Message definitions (version 1):
  • Hello

    Advises the peer of the protocol versions supported.
    {“msg”: “Hello”, “max”: 1, “min”: 1}

  • Goodbye

    Tells the server the client is finished and does not want to run any more tests. The server should cleanup and stop accepting messages. If the server was e.g. a trapdoor into a longer running process, it is undefined whether that longer running process should also terminate or not. No reply is permitted.
    {“msg”: “Goodbye”}

  • List

    Tells the server to list some tests. A “Done” reply is required after all the tests have been listed. The output from the command should be subunit “exists” packets describing the tests that the server can run that were listed in the message. The tests property is optional – if absent, list all available tests.
    {“msg”: “List”, “tests”: [“testid”, …], “nonce”: “arbitrary string here”}

  • Run

    Tells the server to run some tests. A “Done” reply is required after the tests have completed running. The output from the command should be a normal subunit stream resulting from running the tests specified. If the tests property is missing, run all available tests. Tests may be run in whatever order is most useful to the server.
    {“msg”: “List”, “tests”: [“testid”, …], “nonce”: “arbitrary string here”}

  • Done

    Tells the client that some requested command has completed. The nonce must be the nonce for the message that this is in reply to.
    {“msg”: “Done”, “nonce”: “arbitrary string here”}

Implementation sketch

The RPC protocol needs to be accessible to anyone doing this in Python, client *and* server, so subunit seems like the sensible place to define the protocol. It will be pure code – no IO interactions – along with sufficient feature work in subunit’s API to make glueing it into e.g. testrepository and subunit.run straight forward.

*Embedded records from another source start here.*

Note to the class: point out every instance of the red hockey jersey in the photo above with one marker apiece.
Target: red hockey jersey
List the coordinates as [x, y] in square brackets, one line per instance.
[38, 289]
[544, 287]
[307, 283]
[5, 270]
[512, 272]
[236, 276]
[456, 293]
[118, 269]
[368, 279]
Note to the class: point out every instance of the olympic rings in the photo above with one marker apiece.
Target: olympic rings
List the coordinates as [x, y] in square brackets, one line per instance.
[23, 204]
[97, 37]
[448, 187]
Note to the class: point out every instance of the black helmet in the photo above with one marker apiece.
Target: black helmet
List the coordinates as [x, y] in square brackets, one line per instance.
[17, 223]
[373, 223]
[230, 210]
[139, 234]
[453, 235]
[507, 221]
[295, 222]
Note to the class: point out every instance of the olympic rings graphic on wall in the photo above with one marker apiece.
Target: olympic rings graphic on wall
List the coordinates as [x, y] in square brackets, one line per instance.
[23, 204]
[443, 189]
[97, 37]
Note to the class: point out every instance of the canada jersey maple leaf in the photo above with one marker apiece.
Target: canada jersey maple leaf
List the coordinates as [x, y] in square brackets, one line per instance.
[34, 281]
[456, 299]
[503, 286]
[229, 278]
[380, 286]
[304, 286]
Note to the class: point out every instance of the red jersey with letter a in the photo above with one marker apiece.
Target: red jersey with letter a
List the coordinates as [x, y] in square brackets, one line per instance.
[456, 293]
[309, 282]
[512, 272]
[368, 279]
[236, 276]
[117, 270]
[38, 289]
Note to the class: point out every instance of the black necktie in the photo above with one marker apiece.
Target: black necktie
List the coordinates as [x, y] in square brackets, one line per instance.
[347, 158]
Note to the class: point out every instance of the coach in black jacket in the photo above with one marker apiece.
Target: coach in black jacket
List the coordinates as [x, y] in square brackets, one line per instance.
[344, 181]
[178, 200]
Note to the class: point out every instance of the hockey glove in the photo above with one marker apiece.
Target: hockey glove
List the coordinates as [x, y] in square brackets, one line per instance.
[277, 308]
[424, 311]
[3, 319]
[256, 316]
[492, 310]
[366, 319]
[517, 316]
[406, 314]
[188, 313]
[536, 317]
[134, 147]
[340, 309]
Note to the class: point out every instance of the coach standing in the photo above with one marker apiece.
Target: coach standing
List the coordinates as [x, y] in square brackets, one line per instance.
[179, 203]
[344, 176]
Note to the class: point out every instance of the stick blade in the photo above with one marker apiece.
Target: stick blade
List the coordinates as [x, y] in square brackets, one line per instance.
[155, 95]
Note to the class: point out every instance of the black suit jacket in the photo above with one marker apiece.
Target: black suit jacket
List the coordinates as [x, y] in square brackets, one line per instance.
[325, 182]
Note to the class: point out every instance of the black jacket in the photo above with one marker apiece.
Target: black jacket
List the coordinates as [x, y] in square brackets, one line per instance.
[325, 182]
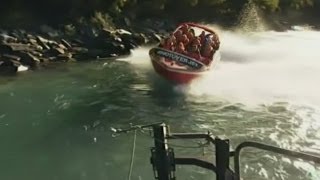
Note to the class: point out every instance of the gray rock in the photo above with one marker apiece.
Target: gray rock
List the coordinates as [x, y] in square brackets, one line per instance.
[7, 38]
[43, 42]
[66, 43]
[56, 51]
[10, 57]
[9, 67]
[28, 59]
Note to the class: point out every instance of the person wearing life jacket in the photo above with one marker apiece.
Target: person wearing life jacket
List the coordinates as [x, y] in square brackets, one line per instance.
[207, 52]
[169, 43]
[180, 48]
[194, 49]
[184, 40]
[185, 28]
[202, 37]
[178, 35]
[191, 33]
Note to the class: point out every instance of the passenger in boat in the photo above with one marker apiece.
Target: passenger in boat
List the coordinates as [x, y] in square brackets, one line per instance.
[202, 37]
[207, 52]
[180, 48]
[194, 40]
[194, 49]
[169, 43]
[185, 29]
[191, 33]
[184, 40]
[178, 34]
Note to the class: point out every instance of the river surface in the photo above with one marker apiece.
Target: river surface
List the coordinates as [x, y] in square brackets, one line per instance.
[55, 124]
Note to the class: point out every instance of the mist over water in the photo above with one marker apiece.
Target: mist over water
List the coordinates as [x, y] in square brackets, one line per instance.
[265, 67]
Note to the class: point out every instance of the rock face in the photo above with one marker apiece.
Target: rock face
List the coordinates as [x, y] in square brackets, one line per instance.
[22, 50]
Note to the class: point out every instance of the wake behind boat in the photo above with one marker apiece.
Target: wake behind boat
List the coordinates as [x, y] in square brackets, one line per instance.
[189, 52]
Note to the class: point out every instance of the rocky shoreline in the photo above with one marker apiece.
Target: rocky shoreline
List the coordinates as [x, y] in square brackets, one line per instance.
[21, 50]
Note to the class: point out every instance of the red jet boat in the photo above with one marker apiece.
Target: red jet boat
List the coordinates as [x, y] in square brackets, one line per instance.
[183, 67]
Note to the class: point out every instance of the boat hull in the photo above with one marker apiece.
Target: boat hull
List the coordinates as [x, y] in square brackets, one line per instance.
[172, 75]
[177, 75]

In testr, we’ll look for a new command in .testr.conf, expressed much like the run command, and use that to determine that a server mode has been requested. If the server fails to start up, thats an error (e.g. it is up to users to get compatible code in place). When listing and running tests we’ll reuse the server except in isolation modes – both –isolated and –analyze-isolation – where reusing the server would violate the contract they have.

In subunit.run, we’ll add a command line flag to opt-in to the server. In the first implementation, the server is going to just be in-line in the call stack ; no threads or anything. So each command will just be an API call within the existing testtools/unitest2 API with a single subunit packet tacked on the end. We may need to do some ugly stuff to get out of the stock run framework – but I think it is doable.